04 July 2023 | Tuesday | News
Lunit's chest X-ray AI analysis solution 'Lunit INSIGHT CXR'
Findings from a recent study demonstrate that medical AI solutions with only high diagnostic accuracy can significantly improve the reading performance of radiologists.
Lunit (KRX:328130.KQ), a global provider of AI-powered cancer diagnostics solutions, today announced the publication of a study exploring the impact of medical AI solutions' accuracy on radiologists' diagnostic determination. The study, conducted by Seoul National University Hospital from December 2015 to February 2021, was recently published in 'Radiology,' a renowned peer-reviewed journal in medical imaging.
The study involved a cohort of 30 doctors, including 20 board-certified radiologists with 5 to 18 years of expertise and 10 radiology residents with 2 to 3 years of training. A total of 120 retrospectively collected chest radiographs were assessed, with 60 obtained from patients with lung cancer and the remaining 60 showing no abnormalities.
During the first session, the 30 readers were divided into two groups and analyzed 120 chest X-rays each without the assistance of AI. In the subsequent session, each group reinterpreted the images with the aid of either a high-accuracy or low-accuracy AI model.
The high-accuracy AI model utilized in the study was Lunit INSIGHT CXR, Lunit's commercially available AI solution for chest X-ray analysis. In contrast, the low-accuracy model was trained using only 10% of the data available to Lunit INSIGHT CXR. The AUROC (area under the receiver operating characteristic curve), a commonly used metric for diagnostic accuracy, of Lunit INSIGHT CXR was 0.88, while the low-accuracy AI model only reached 0.77.
The study revealed that using the higher-accuracy AI model, Lunit INSIGHT CXR, significantly improved radiologists' performance. The AUROC was remarkably advanced from 0.77 to 0.82 when assisted by the high-accuracy AI model.
Conversely, the radiologists from the other group did not experience any performance improvement when utilizing the low-accuracy AI model, as the AUROC remained at 0.75. Moreover, the group that employed the high-accuracy AI model demonstrated a higher susceptibility to AI suggestions. The radiologists accepted 67% of AI recommendations that contradicted the initial reading results, compared to 59% acceptance of the group that utilized the low-accuracy AI model.
Moreover, the study findings highlighted that factors such as radiologists' individual expertise, experience with AI, or attitudes toward AI had negligible impact on their reading performance in the second session.
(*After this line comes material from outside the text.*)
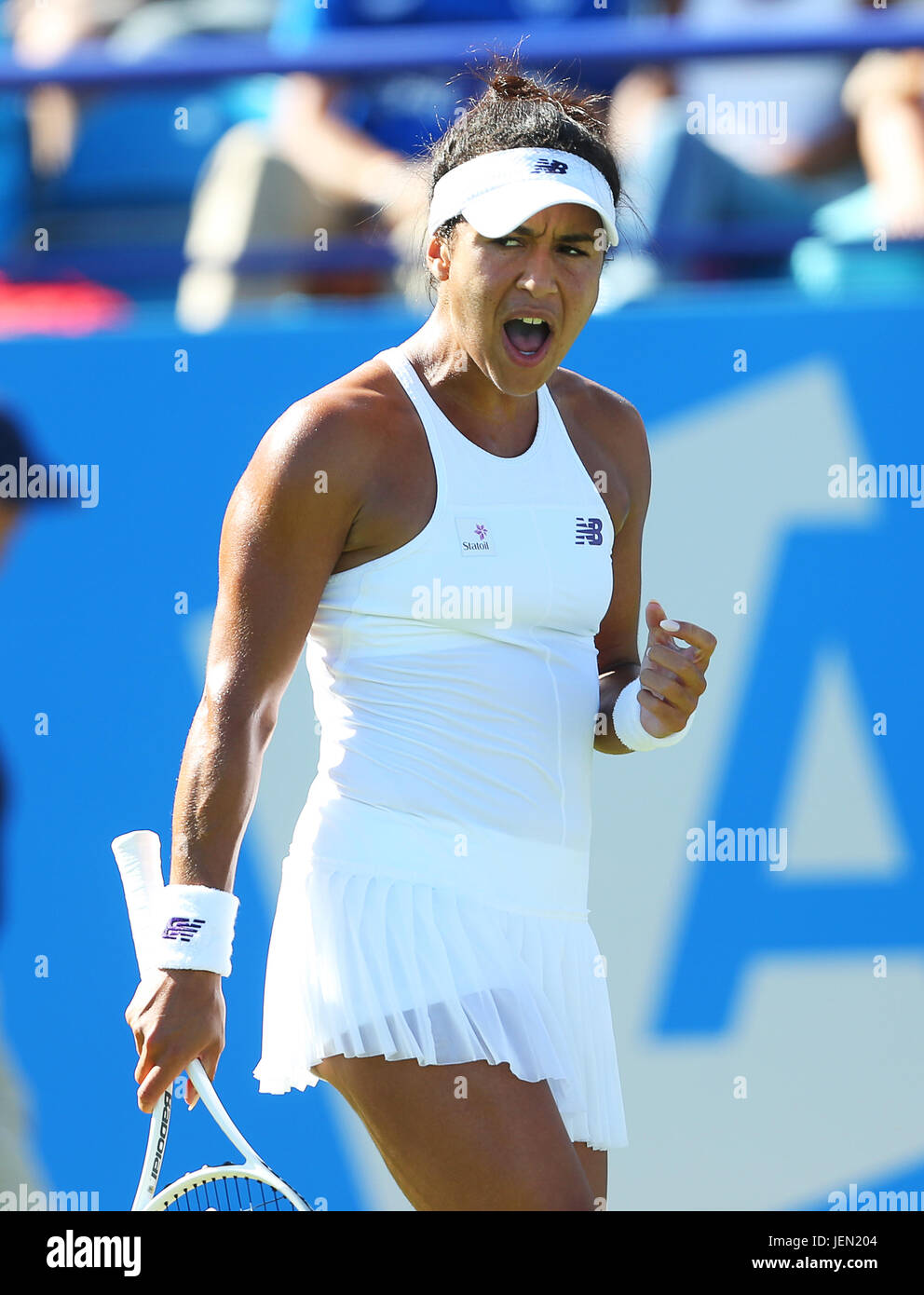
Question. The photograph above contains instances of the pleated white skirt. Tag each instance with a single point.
(388, 942)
Instead, the accuracy of the AI model and the radiologists' initial diagnostic accuracy emerged as the primary determinant shaping the final diagnostic determination.
These findings underscore the significance of the AI model's performance when radiologists use AI as a second reader. Furthermore, the study demonstrates how such AI assistance can increase radiologists' susceptibility to AI suggestions, ultimately contributing to more accurate diagnoses.
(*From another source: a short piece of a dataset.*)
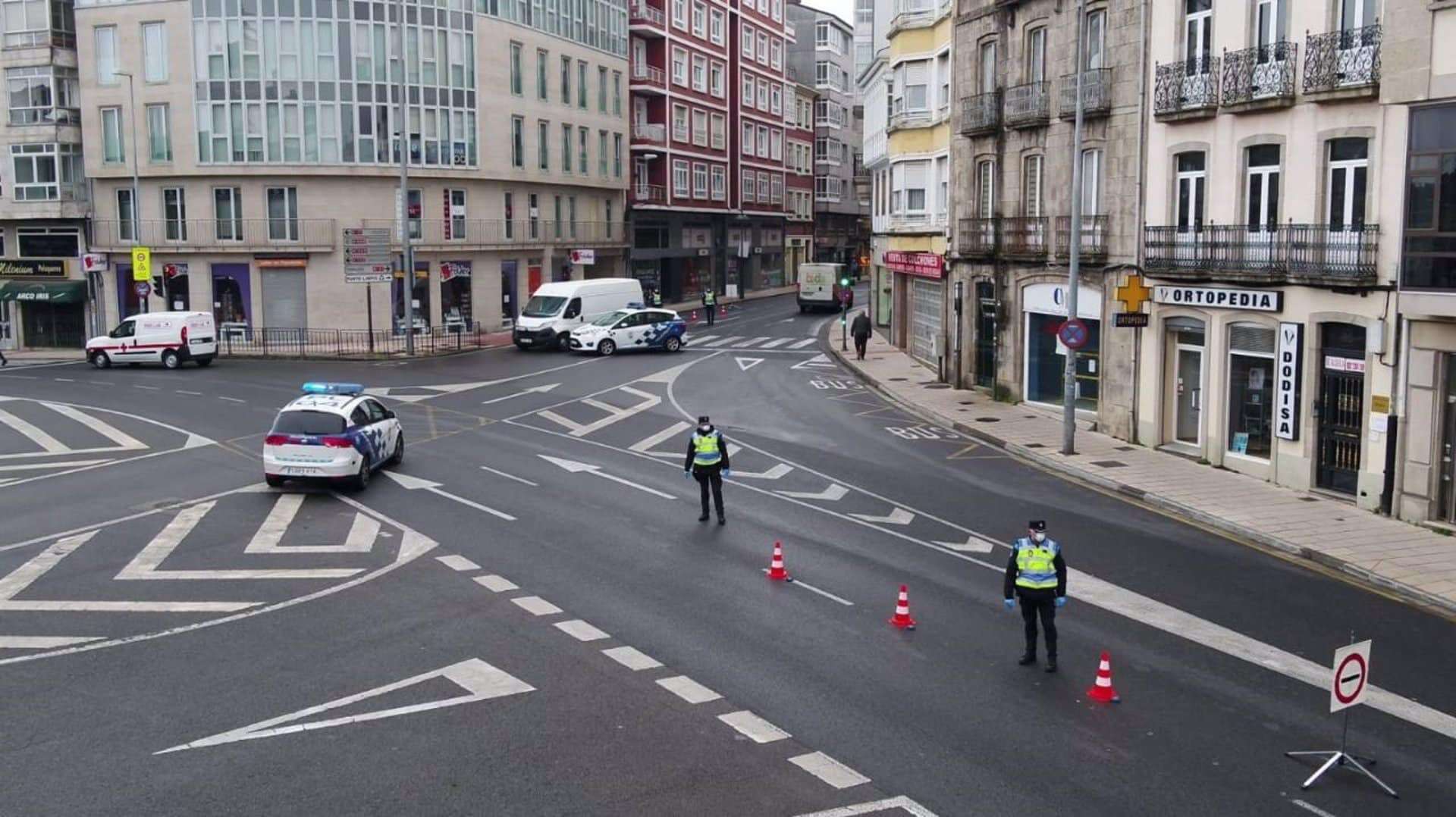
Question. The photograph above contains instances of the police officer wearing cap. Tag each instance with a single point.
(1038, 577)
(708, 462)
"The study backs that irrespective of radiologists' individual characteristics, the utilization of high-performance AI significantly enhances diagnostic accuracy and fosters a greater acceptance of AI within medical practices," said Brandon Suh, CEO of Lunit. "At Lunit, we are committed to developing AI-powered solutions that not only improve patient outcomes but also augment the expertise of healthcare professionals. This publication is a testament to our dedication to advancing the field of cancer diagnostics through cutting-edge technology."
Radiology, owned and published by the Radiological Society of North America (RSNA), is a prestigious publication with a distinguished Impact Factor of 29.146, making it the number one ranked journal in the field of medical imaging.